At 6/17/2012 1:30:41 PM, 000ike wrote:
At 6/17/2012 12:51:27 PM, Reason_Alliance wrote:
At 6/17/2012 11:46:50 AM, The_Fool_on_the_hill wrote:
The Fool: and instead of giving this everything about science is hopeless, Why are you not helping fixing the bugs. That is may attitude, I think its can be proven that we are progressing for sure. I have some awsome theories. Its a matter of communication, But I am saving it for my thesis.
Again, you misrepresent me. I'm not saying science is hopeless so therefore God. What I am saying is that the presuppositions of science render it ineffective for it to encompass all knowledge. Science is empirical, but there are also rational truths.
But nothing beyond science is "knowable".
^this is my aim, this is what I want to bring out & deny right here. Science is predicated upon the very things which it cannot prove, so by definition there ARE other knowable things apart from science, & which, interestingly enough, make science knowable in the first place.

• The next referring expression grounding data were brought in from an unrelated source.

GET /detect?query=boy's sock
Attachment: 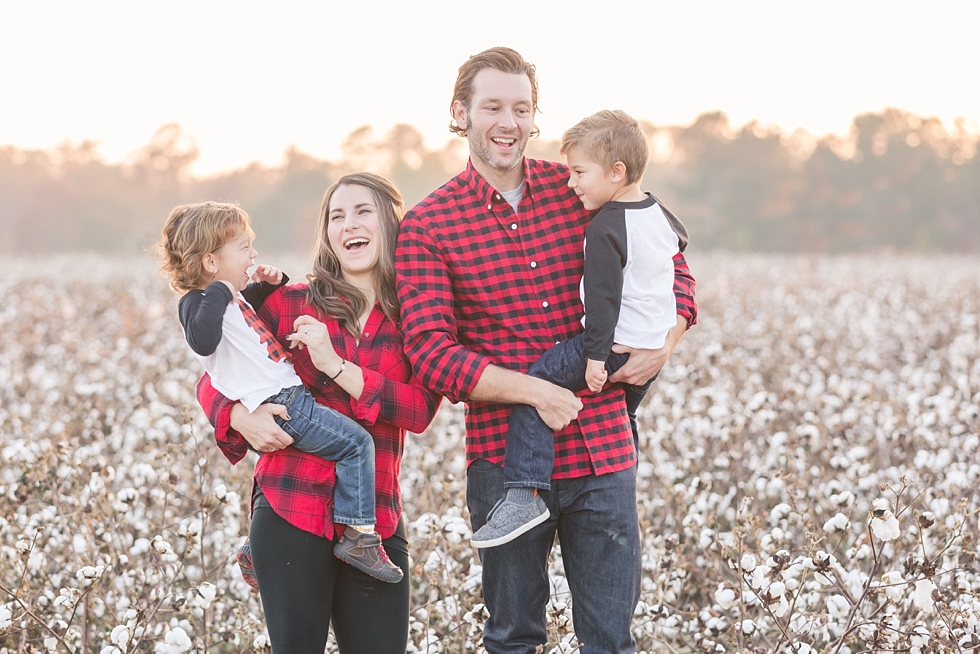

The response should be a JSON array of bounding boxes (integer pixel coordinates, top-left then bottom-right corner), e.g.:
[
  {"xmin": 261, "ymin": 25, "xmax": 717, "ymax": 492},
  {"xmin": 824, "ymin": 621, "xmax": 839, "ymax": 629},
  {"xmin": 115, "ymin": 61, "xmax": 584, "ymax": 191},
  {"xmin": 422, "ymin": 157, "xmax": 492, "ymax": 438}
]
[
  {"xmin": 351, "ymin": 524, "xmax": 376, "ymax": 534},
  {"xmin": 505, "ymin": 487, "xmax": 536, "ymax": 504}
]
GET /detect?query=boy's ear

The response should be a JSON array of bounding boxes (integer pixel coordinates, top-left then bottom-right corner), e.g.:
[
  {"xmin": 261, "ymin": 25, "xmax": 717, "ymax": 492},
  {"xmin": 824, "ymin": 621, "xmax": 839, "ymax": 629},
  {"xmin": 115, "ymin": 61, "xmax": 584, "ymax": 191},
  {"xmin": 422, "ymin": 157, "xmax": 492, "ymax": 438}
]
[
  {"xmin": 202, "ymin": 253, "xmax": 217, "ymax": 274},
  {"xmin": 610, "ymin": 161, "xmax": 628, "ymax": 183}
]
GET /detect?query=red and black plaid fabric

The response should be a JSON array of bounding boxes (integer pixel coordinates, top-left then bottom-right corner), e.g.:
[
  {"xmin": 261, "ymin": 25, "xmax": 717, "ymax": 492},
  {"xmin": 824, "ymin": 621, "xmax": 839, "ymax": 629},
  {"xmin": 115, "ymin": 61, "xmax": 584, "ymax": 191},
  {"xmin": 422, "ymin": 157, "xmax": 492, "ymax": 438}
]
[
  {"xmin": 238, "ymin": 299, "xmax": 291, "ymax": 363},
  {"xmin": 396, "ymin": 158, "xmax": 697, "ymax": 478},
  {"xmin": 198, "ymin": 284, "xmax": 441, "ymax": 540}
]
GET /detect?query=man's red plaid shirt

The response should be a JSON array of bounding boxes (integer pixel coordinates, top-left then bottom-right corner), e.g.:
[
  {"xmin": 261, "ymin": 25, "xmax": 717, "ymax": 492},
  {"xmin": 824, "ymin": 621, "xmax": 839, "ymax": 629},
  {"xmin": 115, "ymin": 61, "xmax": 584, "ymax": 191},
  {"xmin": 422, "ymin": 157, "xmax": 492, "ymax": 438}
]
[
  {"xmin": 197, "ymin": 284, "xmax": 441, "ymax": 540},
  {"xmin": 396, "ymin": 158, "xmax": 697, "ymax": 478}
]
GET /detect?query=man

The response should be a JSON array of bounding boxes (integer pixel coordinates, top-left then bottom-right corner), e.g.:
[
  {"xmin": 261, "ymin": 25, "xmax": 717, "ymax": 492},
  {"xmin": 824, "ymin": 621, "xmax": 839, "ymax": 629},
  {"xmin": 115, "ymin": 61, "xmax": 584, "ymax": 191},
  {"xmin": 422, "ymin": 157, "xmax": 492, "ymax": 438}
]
[{"xmin": 395, "ymin": 47, "xmax": 697, "ymax": 653}]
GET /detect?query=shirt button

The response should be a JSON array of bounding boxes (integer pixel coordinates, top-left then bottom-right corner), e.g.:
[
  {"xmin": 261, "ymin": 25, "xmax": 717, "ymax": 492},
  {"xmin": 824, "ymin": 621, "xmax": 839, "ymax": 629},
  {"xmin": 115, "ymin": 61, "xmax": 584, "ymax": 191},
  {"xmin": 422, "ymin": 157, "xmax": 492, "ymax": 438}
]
[
  {"xmin": 495, "ymin": 194, "xmax": 501, "ymax": 200},
  {"xmin": 542, "ymin": 301, "xmax": 549, "ymax": 308},
  {"xmin": 363, "ymin": 332, "xmax": 370, "ymax": 338},
  {"xmin": 487, "ymin": 204, "xmax": 492, "ymax": 210},
  {"xmin": 530, "ymin": 262, "xmax": 537, "ymax": 268},
  {"xmin": 511, "ymin": 223, "xmax": 518, "ymax": 230}
]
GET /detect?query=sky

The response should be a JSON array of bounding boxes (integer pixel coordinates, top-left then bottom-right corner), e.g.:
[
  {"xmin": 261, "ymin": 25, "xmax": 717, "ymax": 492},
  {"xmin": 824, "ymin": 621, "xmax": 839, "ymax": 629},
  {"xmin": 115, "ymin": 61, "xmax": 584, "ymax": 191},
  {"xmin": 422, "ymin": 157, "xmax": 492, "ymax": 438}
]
[{"xmin": 1, "ymin": 0, "xmax": 978, "ymax": 176}]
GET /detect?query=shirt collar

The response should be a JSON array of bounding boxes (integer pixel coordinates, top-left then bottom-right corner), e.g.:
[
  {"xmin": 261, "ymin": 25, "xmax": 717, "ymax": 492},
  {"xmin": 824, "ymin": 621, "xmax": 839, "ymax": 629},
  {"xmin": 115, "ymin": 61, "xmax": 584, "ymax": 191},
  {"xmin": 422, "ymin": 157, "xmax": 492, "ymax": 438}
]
[{"xmin": 462, "ymin": 158, "xmax": 536, "ymax": 208}]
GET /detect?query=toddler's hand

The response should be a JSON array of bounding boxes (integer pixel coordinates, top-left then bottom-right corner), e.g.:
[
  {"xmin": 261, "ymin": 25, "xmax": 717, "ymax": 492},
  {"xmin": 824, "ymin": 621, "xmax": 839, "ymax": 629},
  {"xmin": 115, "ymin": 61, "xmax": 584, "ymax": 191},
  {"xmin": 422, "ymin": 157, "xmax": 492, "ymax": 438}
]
[
  {"xmin": 252, "ymin": 265, "xmax": 283, "ymax": 285},
  {"xmin": 585, "ymin": 359, "xmax": 608, "ymax": 393}
]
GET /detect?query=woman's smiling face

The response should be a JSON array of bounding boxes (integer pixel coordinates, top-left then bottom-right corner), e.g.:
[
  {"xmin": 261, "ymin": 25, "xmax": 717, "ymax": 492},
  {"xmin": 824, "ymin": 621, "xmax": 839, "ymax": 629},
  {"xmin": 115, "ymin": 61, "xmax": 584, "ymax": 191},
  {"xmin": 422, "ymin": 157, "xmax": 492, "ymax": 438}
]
[{"xmin": 327, "ymin": 183, "xmax": 381, "ymax": 281}]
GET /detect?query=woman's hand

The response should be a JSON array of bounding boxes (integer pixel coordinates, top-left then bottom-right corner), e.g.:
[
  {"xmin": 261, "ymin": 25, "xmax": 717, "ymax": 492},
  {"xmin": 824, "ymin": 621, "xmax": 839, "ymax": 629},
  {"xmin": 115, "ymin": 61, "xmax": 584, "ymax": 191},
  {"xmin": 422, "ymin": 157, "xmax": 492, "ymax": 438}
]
[
  {"xmin": 230, "ymin": 403, "xmax": 294, "ymax": 453},
  {"xmin": 288, "ymin": 315, "xmax": 344, "ymax": 377}
]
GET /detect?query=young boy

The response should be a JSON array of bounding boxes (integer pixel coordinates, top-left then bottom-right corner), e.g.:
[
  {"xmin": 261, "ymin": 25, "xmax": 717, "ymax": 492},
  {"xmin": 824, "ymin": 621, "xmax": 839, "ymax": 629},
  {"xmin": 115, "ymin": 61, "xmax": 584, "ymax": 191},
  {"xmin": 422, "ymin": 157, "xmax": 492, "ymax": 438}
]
[
  {"xmin": 158, "ymin": 201, "xmax": 403, "ymax": 583},
  {"xmin": 471, "ymin": 110, "xmax": 690, "ymax": 548}
]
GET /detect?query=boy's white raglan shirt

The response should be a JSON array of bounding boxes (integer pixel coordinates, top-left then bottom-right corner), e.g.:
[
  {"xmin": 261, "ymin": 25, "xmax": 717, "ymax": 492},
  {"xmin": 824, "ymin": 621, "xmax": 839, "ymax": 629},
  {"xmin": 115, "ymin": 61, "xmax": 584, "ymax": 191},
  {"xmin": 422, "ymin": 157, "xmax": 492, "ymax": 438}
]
[
  {"xmin": 179, "ymin": 281, "xmax": 301, "ymax": 412},
  {"xmin": 580, "ymin": 194, "xmax": 688, "ymax": 361}
]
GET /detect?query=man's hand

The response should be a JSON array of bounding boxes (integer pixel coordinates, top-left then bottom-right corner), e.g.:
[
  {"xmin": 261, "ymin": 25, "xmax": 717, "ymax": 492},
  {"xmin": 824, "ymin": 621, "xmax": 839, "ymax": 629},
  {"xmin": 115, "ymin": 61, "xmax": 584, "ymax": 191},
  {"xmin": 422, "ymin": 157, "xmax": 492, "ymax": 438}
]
[
  {"xmin": 608, "ymin": 316, "xmax": 687, "ymax": 386},
  {"xmin": 529, "ymin": 377, "xmax": 583, "ymax": 431},
  {"xmin": 469, "ymin": 364, "xmax": 583, "ymax": 431},
  {"xmin": 251, "ymin": 264, "xmax": 283, "ymax": 285},
  {"xmin": 230, "ymin": 402, "xmax": 295, "ymax": 453},
  {"xmin": 585, "ymin": 358, "xmax": 607, "ymax": 393}
]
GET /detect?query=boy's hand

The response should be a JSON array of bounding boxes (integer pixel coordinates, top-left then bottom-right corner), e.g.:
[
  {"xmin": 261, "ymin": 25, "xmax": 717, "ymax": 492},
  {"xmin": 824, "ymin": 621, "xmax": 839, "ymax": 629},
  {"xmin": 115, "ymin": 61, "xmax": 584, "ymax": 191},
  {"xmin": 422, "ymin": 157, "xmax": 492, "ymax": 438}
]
[
  {"xmin": 251, "ymin": 265, "xmax": 283, "ymax": 285},
  {"xmin": 585, "ymin": 358, "xmax": 608, "ymax": 393}
]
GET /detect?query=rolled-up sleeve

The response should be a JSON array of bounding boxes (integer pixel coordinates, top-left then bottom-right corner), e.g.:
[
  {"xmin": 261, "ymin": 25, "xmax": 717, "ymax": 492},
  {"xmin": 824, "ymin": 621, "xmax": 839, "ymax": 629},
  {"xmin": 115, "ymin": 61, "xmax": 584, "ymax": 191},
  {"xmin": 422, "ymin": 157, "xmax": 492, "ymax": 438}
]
[
  {"xmin": 351, "ymin": 368, "xmax": 441, "ymax": 433},
  {"xmin": 672, "ymin": 252, "xmax": 698, "ymax": 328},
  {"xmin": 196, "ymin": 373, "xmax": 248, "ymax": 465},
  {"xmin": 396, "ymin": 213, "xmax": 492, "ymax": 403}
]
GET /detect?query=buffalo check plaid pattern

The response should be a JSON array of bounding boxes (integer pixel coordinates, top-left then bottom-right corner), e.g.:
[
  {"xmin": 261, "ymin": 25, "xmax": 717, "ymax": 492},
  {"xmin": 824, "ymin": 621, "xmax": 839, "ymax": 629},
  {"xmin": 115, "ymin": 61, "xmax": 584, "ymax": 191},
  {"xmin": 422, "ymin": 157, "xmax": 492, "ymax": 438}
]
[
  {"xmin": 238, "ymin": 299, "xmax": 291, "ymax": 363},
  {"xmin": 396, "ymin": 158, "xmax": 697, "ymax": 478},
  {"xmin": 198, "ymin": 285, "xmax": 441, "ymax": 540}
]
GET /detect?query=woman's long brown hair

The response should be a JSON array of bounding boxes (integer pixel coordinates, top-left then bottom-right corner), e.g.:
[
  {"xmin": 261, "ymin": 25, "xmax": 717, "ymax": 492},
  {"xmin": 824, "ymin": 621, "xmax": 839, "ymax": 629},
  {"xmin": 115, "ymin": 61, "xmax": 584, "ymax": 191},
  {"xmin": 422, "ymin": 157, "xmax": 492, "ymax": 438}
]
[{"xmin": 306, "ymin": 173, "xmax": 404, "ymax": 337}]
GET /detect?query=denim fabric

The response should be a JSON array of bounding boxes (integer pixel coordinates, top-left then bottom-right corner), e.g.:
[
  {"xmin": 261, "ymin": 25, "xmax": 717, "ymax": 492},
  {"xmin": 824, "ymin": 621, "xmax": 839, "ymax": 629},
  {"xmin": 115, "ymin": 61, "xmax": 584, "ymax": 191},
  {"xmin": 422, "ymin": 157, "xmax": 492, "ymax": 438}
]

We know 2+2=4 because the Peano axioms are immediate to us, we know that no event precedes itself because it's immediate to us that temporal becoming is real, we know that the external world is real because it's immediate to us.
These are all rational truths which science presupposes yet doesn't seek to prove. So by definition there are other truths, indeed important ones, other than science.
In order for one to know something, that fact must be
a) logically understandable, and
b) capable of being interpreted by our limited senses.
Empiricism therefore dictates our understanding.
^these criteria logically contradict themselves: For example, is something that is logically understandable capable of being interpreted by our limited sense? No! You might say we perceive them to be true or they are self-evident, but that's not being apprehended by our senses. So at best what you offer as a criteria for knowledge is necessary but not sufficient conditions.
Further still, is it empirical that empiricism dictates our understanding? No! It's rational to accept empirical proves, but that's rationalism at the end of the day, something that Empiricism presupposes.
Indeed this is a weak evidentialist account of epistemology, and has since been refuted by the greatest modern philosophers of science. See Plantinga, McGrew, Goetz, Koontz, Rescher, Lennox (James & John), etc.
You're right in saying that science does not encompass all knowledge, but my argument is that science encompasses all "achievable" knowledge. I'd like it if you could elaborate on what part of theism provides more legitimate knowledge than science. Otherwise, there is no necessity to believe in theism.
I'm not saying if we believe in theism than we believe it necessarily, man this crowd really misrepresents me with so many straw men! It's really quite predictable. lol!
Regarding the bold, I agree that science is about achieving more knowledge, which interestingly enough, diminishes as information increases (see Rescher). Anyhow I disagree that science encompasses
all achievable knowledge. Since I can achieve the knowledge that I'm being appeared to redly when I see a red apple. All science can do is tell me about light waves interacting, it cannot tell me the mental states of my being appeared to redly. Yet I
know that I'm being appeared to redly!
So it seems to me that your criteria are simply wanting, and indeed philosophers of science broadly recognize today that there are no sufficient conditions for making something 'scientific' ... see "the demarcation problem of science."